Otros indicadores plantean la inconsistencia de la recuperación insinuada en algún momento. La economía cayó 2,6 por ciento en febrero. Hasta acá la Argentina no ha alcanzado los niveles productivos previos a la pandemia. Y el país ya venía mal por entonces.
En el primer bimestre del año, el PBI acumuló una contracción interanual del 2,4 por ciento. El PBI cayó el año pasado casi un 10 por ciento. Es el mayor retroceso desde 2002, cuando a la salida de la convertibilidad las barrigas de los niños argentinos pintaba la anatomía del desastre.
La política, mientras tanto, camina hoy por otro sendero.
El tema de las últimas semanas es la exagerada polémica que producto de una manifiesta necesidad de diferenciación se verifica entre la Casa Rosada y el gobierno de la Ciudad Autónoma de Buenos Aires.
La controversia fastidia al punto de que los argumentos de las partes se vuelven odiosos y no por irrelevantes sino porque parecen dejar de ser razones para volverse pretexto. Meras excusas que escenifican la pelea.
Las sensatas declaraciones por el ex mandatario uruguayo Pepe Mujica, quien habló del irracional antagonismo que enfrenta a los argentinos, se metieron, por oportunas, en la agenda nacional. El propio presidente de la Nación, Alberto Fernández, opinó acerca de ellas.
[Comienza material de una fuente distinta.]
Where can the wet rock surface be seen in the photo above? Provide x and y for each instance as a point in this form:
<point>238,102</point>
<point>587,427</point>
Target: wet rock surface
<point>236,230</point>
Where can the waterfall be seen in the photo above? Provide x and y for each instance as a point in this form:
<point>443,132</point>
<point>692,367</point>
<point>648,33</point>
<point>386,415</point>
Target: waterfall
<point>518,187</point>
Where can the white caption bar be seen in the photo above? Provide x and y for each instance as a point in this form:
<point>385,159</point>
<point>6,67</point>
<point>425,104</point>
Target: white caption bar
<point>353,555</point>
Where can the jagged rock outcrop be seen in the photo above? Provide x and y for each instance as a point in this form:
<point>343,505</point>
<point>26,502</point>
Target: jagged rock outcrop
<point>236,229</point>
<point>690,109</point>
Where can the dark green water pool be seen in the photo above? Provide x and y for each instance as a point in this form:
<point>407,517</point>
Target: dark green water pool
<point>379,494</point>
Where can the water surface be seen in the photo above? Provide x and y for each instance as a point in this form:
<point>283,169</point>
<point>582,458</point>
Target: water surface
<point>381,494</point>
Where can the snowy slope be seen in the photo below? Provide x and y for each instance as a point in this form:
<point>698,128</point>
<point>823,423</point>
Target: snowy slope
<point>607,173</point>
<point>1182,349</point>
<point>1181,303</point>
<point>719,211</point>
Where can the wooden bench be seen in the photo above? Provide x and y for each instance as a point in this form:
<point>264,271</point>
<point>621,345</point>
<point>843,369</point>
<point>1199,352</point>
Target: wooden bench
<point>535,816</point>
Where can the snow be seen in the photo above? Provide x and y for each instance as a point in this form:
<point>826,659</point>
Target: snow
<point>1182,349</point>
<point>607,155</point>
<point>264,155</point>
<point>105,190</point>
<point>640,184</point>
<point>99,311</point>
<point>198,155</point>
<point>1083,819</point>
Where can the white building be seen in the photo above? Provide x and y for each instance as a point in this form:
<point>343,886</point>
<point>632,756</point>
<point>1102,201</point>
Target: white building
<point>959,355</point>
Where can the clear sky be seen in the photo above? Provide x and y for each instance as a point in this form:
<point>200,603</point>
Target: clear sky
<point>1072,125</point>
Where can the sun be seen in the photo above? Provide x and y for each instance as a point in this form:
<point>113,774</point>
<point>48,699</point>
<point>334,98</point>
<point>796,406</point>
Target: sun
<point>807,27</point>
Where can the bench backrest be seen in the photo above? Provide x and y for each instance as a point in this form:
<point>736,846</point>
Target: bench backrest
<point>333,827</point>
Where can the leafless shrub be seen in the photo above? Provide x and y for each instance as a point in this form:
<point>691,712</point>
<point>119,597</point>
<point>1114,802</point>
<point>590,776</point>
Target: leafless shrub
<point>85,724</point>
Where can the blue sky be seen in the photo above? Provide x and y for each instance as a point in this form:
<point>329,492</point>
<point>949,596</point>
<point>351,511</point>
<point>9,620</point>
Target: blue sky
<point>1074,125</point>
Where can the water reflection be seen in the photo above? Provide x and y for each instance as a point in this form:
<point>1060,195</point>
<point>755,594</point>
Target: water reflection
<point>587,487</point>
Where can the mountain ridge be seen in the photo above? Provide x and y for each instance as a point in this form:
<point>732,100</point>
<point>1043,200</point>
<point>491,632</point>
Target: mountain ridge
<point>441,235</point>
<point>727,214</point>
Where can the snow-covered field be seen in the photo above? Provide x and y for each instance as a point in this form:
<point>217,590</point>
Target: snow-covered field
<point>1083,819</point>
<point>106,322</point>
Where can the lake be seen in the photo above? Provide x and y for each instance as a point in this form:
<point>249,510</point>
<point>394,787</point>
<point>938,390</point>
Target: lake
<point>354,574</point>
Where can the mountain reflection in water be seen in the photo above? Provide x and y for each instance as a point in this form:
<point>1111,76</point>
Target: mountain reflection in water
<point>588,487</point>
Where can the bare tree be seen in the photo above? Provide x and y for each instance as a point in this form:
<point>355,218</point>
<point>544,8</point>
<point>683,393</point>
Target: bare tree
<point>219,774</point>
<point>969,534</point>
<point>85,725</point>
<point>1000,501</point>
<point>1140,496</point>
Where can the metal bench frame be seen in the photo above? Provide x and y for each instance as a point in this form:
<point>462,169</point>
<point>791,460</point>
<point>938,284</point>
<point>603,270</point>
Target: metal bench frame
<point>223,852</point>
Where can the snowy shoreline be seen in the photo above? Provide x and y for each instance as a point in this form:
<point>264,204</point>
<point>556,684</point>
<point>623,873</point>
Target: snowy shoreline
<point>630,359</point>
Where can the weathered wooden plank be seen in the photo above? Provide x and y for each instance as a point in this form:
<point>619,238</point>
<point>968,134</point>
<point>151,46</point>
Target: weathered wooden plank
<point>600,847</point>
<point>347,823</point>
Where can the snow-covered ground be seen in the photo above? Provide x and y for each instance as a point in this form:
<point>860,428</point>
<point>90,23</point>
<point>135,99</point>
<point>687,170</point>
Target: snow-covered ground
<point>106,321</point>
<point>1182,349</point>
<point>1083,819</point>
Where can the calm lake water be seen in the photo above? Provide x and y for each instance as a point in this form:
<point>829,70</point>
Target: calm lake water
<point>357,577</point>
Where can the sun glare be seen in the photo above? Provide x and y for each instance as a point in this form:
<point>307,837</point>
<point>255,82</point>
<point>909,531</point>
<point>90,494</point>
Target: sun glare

Mujica aludió a la agresividad recíproca de la política argentina y Fernández comentó: “Hay una parte de la Argentina que está llena de odio”.
Por supuesto, no es la parte de él. No en la que él milita.
Nadie se reconoce odiador. Todos se asumen como destinatarios del odio ajeno.
Propia de una clase dirigente que no asume sus culpas, la réplica presidencial es de las que termina de borrar todo vestigio de esperanza. Es de las que hacen pensar que no hay destino común ni posibilidad de arribar a consensos. Es de las que obligan a asumir que la verdadera competencia entre los políticos del presente es por ver quién roba mejor la esperanza del conjunto.
(*) Periodista. Especial para ANÁLISIS.